Apr/May 2007  •   Reviews & Interviews

Dutiful

Review by Gilbert Wesley Purdy


The Armillary Sphere.
Ann Hudson.
Ohio University Press (2006) 58 pp.
ISBN 08214147142.


In Ann Hudson’'s The Armillary Sphere, the winner of the 2005 Hollis Summers Poetry Prize gratefully acknowledges the assistance of her teachers and students. The list of her mentors is, indeed, an impressive one:

I wish to thank my teachers, especially Eavan Boland, Rita Dove, Gregory Orr, Jacqueline Osherow, Tom Sellari, Mark Strand, and Charles Wright, for their support and criticism.

I am enormously grateful to Margo Figgins and to the University of Virginia Writers Workshop for showing me what’s possible. Thanks to all of my students there and elsewhere for their insight, good humor, patience, and excellent questions.

The Summers prize is, in itself, an impressive association, and still moreso during a year in which Mary Kinzie, Knopf alumni, is the final judge.

Hudson does them proud in one respect, in particular. She is a poet of fine observational skills. There is the delightfully tactile, almost synaesthetic, quality of an image such as:

...the long avenue
of oh through my throat—

Surely the exercise that can arrive at such an image is tantamount to meditation — total presence in the moment.

All of the observations in question are similarly simple and quiet. In the poem "At the Window":

Rain beads the screens, clogs
the tiny metal mesh.

In such instances as this, we all are likely to have noticed the phenomenon and even to have described it to ourselves in much the same terms. The reader, however, can not help but be impressed with a life in which such details have a meaningful place in the landscape of daily experience. It is tempting to think that this is what separates a true poet from a pedestrian.

Not all of the images that fit our description are observed in isolation from a world of dreck and clutter. In the poem "At the Window" the wind sweeps the familiar world before it:

dragging its nets through the streets,
trawling for its usual and plentiful treasures

crushed Styrofoam cups, torn newspapers,
lost gloves, a blizzard of fast food napkins.

Ms. Hudson does not fall into the trap of a garden-variety romanticism. All of the quiet events of our world—including the unattractive—are of unusual interest to her. She is almost unerring in her selection and precision.

But, strange though it may seem, the poems in which these fine observations appear are not the better poems in The Armillary Sphere.
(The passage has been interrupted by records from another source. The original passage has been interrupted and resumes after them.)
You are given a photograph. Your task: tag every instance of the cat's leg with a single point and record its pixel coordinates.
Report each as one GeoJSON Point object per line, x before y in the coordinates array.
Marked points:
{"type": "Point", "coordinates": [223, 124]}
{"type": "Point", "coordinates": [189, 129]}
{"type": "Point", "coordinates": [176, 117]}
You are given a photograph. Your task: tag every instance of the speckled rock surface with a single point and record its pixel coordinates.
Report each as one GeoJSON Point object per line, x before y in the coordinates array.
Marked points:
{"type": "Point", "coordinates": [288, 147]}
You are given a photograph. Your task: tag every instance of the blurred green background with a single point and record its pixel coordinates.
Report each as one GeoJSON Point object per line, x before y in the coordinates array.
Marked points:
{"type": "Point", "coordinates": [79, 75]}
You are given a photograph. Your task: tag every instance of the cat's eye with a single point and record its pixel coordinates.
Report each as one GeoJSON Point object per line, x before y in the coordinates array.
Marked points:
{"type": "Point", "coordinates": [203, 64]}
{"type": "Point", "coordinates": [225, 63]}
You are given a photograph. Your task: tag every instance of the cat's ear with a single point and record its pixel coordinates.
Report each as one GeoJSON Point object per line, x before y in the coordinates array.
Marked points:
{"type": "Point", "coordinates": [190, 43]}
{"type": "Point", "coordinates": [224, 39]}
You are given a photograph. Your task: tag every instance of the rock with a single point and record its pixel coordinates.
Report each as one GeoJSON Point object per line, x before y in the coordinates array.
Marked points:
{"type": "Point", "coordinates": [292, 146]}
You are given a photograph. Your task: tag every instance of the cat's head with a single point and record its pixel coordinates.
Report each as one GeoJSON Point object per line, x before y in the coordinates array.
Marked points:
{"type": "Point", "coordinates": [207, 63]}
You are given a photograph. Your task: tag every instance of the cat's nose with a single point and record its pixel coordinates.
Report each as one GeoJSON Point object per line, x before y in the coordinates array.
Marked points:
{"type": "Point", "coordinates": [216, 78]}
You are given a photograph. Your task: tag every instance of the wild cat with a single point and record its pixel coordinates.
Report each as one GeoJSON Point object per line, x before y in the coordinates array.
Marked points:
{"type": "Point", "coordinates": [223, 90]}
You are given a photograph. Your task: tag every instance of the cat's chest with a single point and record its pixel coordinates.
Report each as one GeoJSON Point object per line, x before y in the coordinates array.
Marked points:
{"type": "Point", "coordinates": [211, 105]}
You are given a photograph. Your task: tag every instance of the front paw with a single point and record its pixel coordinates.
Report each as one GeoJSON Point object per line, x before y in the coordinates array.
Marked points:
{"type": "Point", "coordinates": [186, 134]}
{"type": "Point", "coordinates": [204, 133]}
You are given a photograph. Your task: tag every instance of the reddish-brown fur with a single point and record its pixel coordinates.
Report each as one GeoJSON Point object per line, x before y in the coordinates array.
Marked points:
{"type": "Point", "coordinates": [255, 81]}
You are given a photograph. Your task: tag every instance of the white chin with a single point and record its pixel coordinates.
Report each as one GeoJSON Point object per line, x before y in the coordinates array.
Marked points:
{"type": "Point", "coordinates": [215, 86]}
It is as if the price of the image were a frame of mind inhospitable to a fully successful complete poem.

The poem "Work"—probably the best in the volume—is filled with the sophomoric bump and grind of a classroom of students. The "Ode to Julia Child" may be an ode in small but its success is the result of balancing at the edge of satire where the meticulous rarely finds a place. "The Daughters of Chemical Engineers Understand Chaos" is an unabashed lyric a la mode. These poems try to do less and fully succeed.
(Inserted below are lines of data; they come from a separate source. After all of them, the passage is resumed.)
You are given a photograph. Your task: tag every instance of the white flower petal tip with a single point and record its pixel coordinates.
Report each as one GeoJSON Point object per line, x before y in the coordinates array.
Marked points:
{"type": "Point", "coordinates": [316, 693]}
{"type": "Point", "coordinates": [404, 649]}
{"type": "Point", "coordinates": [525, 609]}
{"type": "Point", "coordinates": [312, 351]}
As is generally the case in first books, Hudson has picked up a few bad habits that are in vogue just now. The thematic-ABA-for-ABA’s-sake is prominent in The Armillary Sphere. "First Day of Spring" is exemplary in this regard. The poem begins with the images of the wind quoted, in part, above. The poet next drives her car into an automated carwash and the reader sees it through her eyes as a little girl. Emerging from the car wash, she is back in the wind and crumbling landscape.
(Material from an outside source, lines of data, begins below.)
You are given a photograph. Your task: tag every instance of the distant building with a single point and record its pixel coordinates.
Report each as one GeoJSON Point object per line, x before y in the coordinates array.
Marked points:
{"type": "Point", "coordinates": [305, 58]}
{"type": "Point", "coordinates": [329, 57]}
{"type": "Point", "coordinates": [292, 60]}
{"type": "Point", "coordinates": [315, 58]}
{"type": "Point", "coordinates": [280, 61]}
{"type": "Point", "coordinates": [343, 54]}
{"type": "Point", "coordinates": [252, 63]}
Should the reader not find the poem satisfying there is a simple manner of inquiry as to why. The thematic ABA here might be expressed as "wind > car wash > wind". How, it may be asked, would the poem be materially altered if the progression had been "rain > ice cream shop > rain"? It is difficult to believe that it would be at all. The inference that something "inexpressible in linear terms" is at work here has little to support it and cannot save the poem.

Equally problematical, Ms. Hudson has adopted the nearly universal mannerism, in contemporary American poets, of letting poems wistfully trail off at the end — similarly inferring that something "inexpressible in rational terms" has been said. This trope is so common nowadays, and so difficult to succeed at, that it can only be considered a decidedly bad habit. The vast majority of poets who succumb to it sound, at best, like they are giving a tarot card reading.

In short, Ann Hudson excels at description. Her images are highly sensitive and precise miniatures. It is this marked talent that recommends The Armillary Sphere. As for the more problematical aspects of the volume, it may be said that, at this point, she is understandably too dutiful toward the teachers she so admires. In respect of her talents, there is presumably a great deal to be gained by discovering where it is she (respectfully) parts from them.